I’m mesmerized. Not just by how it looks to see my hands touch Ben’s body but by how it feels to be touching him. Like the rightest of right things I’ve ever done.

I use my thumbs, the heels of my hands, and the undersides of my forearms and team it with my body weight.

I look where I’m touching him only. My hands. His back. I do it for as long as I can. I swear to God, I do.

Then I don’t.

I can’t because Ben’s jeans are low-slung. They’re a little loose around his waist. He told me once that he lost weight when Liz died, and he’s struggled to put it back on. There’s a band of pale skin showing above his waistband. Paler than the rest of him.
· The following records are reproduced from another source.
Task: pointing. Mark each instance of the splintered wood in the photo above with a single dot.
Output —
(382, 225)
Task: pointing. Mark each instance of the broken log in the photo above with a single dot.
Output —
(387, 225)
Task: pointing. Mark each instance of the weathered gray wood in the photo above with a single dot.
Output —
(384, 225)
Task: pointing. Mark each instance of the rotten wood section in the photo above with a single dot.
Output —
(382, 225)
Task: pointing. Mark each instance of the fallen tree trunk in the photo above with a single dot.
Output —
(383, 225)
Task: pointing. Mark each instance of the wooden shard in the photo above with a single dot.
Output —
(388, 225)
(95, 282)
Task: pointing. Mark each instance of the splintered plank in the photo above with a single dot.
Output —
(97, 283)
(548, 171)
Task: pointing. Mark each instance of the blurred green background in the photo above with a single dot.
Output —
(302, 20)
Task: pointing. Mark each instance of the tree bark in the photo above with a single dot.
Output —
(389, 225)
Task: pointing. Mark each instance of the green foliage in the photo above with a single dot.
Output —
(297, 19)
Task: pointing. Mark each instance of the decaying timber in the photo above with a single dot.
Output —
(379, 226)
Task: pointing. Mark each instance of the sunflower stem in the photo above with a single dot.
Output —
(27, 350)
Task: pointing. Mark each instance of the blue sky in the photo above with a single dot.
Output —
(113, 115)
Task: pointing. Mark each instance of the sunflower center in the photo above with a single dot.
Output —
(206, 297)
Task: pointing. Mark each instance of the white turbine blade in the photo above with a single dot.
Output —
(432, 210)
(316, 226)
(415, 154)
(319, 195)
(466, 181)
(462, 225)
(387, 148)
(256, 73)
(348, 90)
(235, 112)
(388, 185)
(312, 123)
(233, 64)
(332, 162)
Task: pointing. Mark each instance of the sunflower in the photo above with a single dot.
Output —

And the slightest, slightest hint of two mounds with a cleft between.

My mouth pools with saliva.

My dick drools in my pants.

I massage him.

And massage him.

I don’t know when or how to stop.

I’m an experienced masseuse, so usually, if I forget the timer, my hands will tell me when the treatment is nearly done. Not this time. This time my hands don’t know a damn thing except that they don’t want this to end.